Regorafenib (BAY 73–4506) is an oral antiangiogenic TKI recently approved by the FDA for advanced colon cancer treatment. It has been studied as a first-line treatment for mRCC or unresectable RCC in a single-group phase II trial. Out of 48 patients evaluated for tumor response, 19 patients experienced PR, 20 had SD, and 5 had PD. Four patients could not be assessed for response. Median PFS was 11 months. Grade 3 and 4 drug-related adverse events included hand/foot syndrome, diarrhea, renal failure, fatigue, hypertension, and cardiac ischemia. Two deaths likely related to treatment were reported [53].

Linifanib (ABT-869) is an oral TKI that recently completed phase II study. It was initially studied in refractory solid tumors in phase I, and it showed antiangiogenic activity in a biomarker study. In the study, 3 out of 33 patients had PR and 16 patients had SD for more than 4 cycles. A dose of less than or equal to 0.25 mg/kg/day was shown to be tolerable, and the reported adverse events were fatigue, proteinuria, hypertension, asthenia, hand and foot blisters, and myalgia [54]. A phase II study in patients with advanced RCC after sunitinib failure showed some activity. Out of 53 patients in the study, 13.2 % had ORR. The median PFS and time to progression were both 5.4 months and the median OS was 14.5 months.
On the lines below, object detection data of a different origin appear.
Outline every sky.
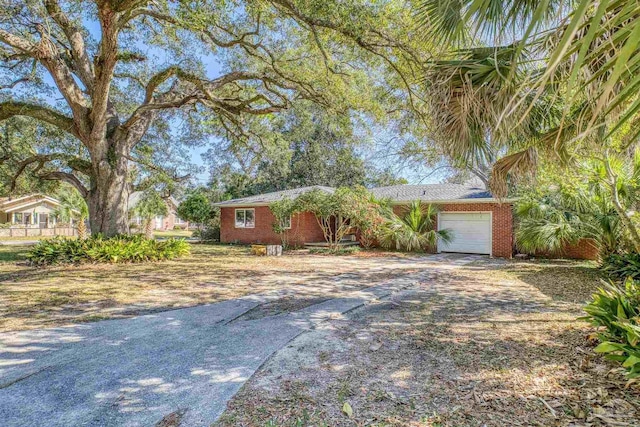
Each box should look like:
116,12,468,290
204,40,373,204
27,8,447,185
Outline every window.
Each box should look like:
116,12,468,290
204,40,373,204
280,215,291,230
236,209,256,228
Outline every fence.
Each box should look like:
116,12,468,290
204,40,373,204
0,227,78,240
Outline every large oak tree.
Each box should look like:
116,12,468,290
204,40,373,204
0,0,422,235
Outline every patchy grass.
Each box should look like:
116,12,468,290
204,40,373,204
0,245,30,262
216,262,640,427
0,244,416,331
488,259,606,304
153,230,193,239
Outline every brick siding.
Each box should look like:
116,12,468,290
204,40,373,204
393,203,513,258
532,239,600,261
220,206,324,246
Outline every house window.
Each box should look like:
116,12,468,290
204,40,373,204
280,215,291,230
236,209,256,228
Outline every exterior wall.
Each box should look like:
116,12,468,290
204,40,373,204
220,206,324,246
532,239,600,261
0,202,55,228
393,203,513,258
0,227,78,240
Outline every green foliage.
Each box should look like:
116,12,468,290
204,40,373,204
27,234,189,265
309,246,361,255
296,187,372,248
192,223,220,242
133,194,169,220
379,200,453,251
177,191,216,224
602,252,640,280
269,197,300,249
584,279,640,379
53,188,89,223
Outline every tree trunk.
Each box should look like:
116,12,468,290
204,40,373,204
605,153,640,253
144,218,153,239
86,144,129,237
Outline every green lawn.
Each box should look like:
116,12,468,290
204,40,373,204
153,230,193,239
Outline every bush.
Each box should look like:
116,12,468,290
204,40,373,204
309,246,360,255
192,225,220,242
602,252,640,280
584,279,640,379
27,234,189,265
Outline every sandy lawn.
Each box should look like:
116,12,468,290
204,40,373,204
216,262,640,427
0,244,410,331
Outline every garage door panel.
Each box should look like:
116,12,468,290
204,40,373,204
438,212,491,254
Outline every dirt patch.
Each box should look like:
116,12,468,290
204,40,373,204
216,266,640,427
235,295,337,321
0,244,430,332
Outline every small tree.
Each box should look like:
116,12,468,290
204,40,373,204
269,197,300,249
297,188,354,249
53,189,89,239
343,187,385,248
133,191,169,239
177,191,216,236
380,200,453,251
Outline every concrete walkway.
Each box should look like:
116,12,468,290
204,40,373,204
0,280,416,427
0,254,483,427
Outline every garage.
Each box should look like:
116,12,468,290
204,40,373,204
438,212,491,255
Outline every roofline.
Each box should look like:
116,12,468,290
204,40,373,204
0,196,64,213
213,200,276,208
384,197,518,205
218,197,518,208
0,193,49,205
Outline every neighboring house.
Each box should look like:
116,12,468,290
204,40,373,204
129,191,189,230
0,194,68,228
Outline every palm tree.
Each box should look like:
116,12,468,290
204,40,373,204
133,191,168,239
418,0,640,196
379,200,452,251
418,0,640,251
54,189,89,239
515,185,627,256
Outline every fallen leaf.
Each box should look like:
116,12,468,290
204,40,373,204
342,402,353,418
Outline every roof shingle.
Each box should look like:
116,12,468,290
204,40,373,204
370,184,493,202
214,185,336,206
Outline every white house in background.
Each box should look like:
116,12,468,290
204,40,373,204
129,191,189,230
0,194,71,228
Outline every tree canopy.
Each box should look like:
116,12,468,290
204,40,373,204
0,0,424,235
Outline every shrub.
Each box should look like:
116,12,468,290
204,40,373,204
602,252,640,280
27,234,189,265
584,279,640,379
191,225,220,241
309,246,360,255
379,200,453,252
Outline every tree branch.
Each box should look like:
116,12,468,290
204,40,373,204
10,153,89,197
44,0,94,90
0,101,79,137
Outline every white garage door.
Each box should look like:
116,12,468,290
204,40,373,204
438,212,491,255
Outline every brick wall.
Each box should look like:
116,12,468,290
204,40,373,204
532,239,599,261
220,206,324,246
393,203,513,258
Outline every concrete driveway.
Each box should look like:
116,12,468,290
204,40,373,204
0,255,479,427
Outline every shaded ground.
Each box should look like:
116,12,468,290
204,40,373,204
0,244,424,331
216,261,640,427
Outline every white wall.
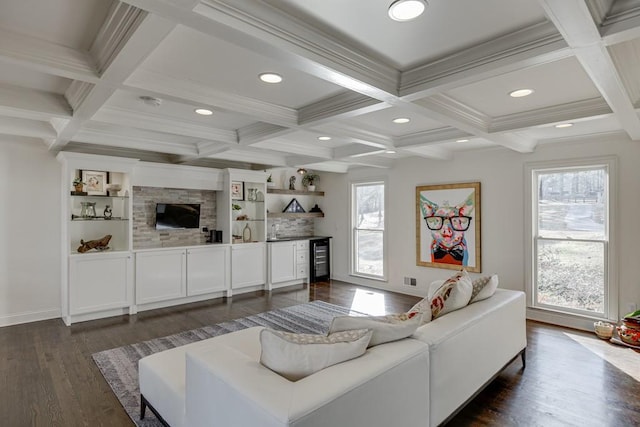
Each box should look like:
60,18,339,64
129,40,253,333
0,136,61,326
316,138,640,320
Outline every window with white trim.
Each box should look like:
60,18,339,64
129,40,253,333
528,159,617,319
351,181,386,279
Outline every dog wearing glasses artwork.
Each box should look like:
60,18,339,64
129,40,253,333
419,183,479,267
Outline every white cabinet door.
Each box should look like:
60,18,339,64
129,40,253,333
136,249,187,304
187,246,230,296
269,242,296,283
69,252,133,315
231,243,267,289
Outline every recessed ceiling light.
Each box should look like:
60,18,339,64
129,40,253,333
389,0,427,22
140,95,162,107
509,89,533,98
259,73,282,83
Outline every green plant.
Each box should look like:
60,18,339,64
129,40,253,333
302,172,320,187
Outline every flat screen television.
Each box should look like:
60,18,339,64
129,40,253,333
156,203,200,230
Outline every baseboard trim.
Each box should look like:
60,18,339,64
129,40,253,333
527,307,616,332
0,308,62,327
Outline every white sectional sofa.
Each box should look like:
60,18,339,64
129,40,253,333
139,289,526,427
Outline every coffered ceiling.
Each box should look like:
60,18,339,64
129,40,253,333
0,0,640,172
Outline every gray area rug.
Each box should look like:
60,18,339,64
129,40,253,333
93,301,353,427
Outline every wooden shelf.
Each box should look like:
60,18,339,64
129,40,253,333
267,188,324,196
267,212,324,218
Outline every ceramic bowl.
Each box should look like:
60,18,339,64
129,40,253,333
616,325,640,346
593,322,613,340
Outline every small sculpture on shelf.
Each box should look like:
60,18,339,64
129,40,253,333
78,234,111,254
71,177,87,196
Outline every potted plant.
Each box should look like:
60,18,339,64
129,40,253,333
267,174,276,188
231,203,242,219
302,172,320,191
72,178,85,193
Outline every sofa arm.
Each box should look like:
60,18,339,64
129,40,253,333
186,335,429,427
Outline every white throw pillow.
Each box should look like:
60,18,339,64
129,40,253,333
329,313,421,347
469,274,498,304
260,329,373,381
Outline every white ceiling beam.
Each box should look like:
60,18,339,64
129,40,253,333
0,28,99,83
0,116,56,140
125,69,298,127
0,84,71,121
50,3,175,150
538,0,640,140
400,23,572,101
93,107,238,144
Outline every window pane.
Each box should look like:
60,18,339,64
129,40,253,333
356,184,384,230
538,169,606,240
355,230,384,276
536,239,605,313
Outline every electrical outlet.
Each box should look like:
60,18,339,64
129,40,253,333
404,277,416,286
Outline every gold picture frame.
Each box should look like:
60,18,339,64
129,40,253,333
416,182,482,273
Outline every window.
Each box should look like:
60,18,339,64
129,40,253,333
351,182,386,280
529,159,617,318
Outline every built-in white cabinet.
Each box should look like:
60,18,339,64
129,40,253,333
231,243,267,291
136,249,187,304
187,246,231,296
136,245,230,305
267,240,309,290
269,242,298,287
65,252,133,324
57,152,137,325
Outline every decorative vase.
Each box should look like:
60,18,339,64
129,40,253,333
242,224,251,243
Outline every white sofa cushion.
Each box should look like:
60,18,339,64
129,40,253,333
329,313,421,347
186,328,429,427
469,274,498,304
260,329,373,381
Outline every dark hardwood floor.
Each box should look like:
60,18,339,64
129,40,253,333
0,282,640,427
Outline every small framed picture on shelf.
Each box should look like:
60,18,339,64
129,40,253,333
81,170,109,196
231,181,244,200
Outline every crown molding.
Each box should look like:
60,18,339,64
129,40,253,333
0,29,99,83
489,98,611,132
400,22,572,100
126,69,298,127
99,107,238,144
236,122,294,145
89,0,147,74
298,92,390,126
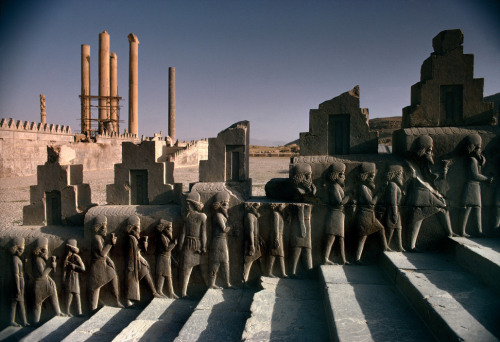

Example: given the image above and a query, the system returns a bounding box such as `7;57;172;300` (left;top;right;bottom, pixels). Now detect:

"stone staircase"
0;238;500;342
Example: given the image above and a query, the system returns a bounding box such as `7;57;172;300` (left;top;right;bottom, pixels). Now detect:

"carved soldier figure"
385;165;405;252
33;237;64;324
406;135;456;252
89;215;123;311
267;203;288;278
354;163;391;264
63;239;85;317
208;191;232;289
10;237;29;327
290;204;313;276
323;162;349;265
126;215;162;306
179;191;207;297
156;219;179;298
243;203;264;283
460;134;493;237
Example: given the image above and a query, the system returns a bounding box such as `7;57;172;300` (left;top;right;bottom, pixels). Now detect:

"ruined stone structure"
0;30;500;341
300;86;378;156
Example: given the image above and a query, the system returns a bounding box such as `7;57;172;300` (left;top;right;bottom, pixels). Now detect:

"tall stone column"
40;94;47;125
168;67;175;141
81;44;90;134
99;31;109;133
109;52;120;133
128;33;139;135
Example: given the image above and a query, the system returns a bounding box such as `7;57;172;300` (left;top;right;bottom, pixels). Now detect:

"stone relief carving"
10;237;29;327
323;162;349;265
156;219;179;298
89;215;124;311
243;202;265;283
33;237;65;324
63;239;85;317
354;163;391;264
179;191;207;297
267;203;288;278
406;135;456;252
460;134;493;237
385;165;405;252
125;215;162;306
208;191;232;289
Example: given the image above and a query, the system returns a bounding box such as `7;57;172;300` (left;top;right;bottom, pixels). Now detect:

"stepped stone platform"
113;298;197;342
382;252;500;341
175;289;254;342
320;265;434;342
242;277;329;342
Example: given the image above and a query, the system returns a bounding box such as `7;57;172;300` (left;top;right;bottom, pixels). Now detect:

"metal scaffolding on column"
78;95;123;138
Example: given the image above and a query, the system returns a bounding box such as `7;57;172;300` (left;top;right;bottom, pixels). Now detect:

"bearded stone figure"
208;191;232;289
10;237;29;327
33;237;65;324
323;162;349;265
354;163;391;264
460;134;493;237
179;191;207;298
385;165;405;252
243;203;264;283
406;135;456;252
Significant dose modification of phase I trial dose was required in phase II to adjust for adverse events, and further studies for fixed dosing are required [55].

Conclusion

Since 2005, there has been a proliferation of targeted agents approved for advanced RCC. Two important clinical targets in VEGF and mTOR have emerged as effective molecules for inhibition. Pazopanib and axitinib are two new drugs approved for advanced RCC in the front-line and second-line setting after prior TKI therapy, respectively. Temsirolimus and everolimus are approved for metastatic RCC for poor-prognosis patients firstly and secondarily after prior TKI therapy, respectively. These drugs have increased the armamentarium for treatment of advanced RCC and are becoming pervasive in clinical practice. Furthermore, these targets are being explored with new drugs in clinical trials currently. Important questions remain including sequencing, combination efficacy and toxicity, and predictive factors for response being explored in clinical trials.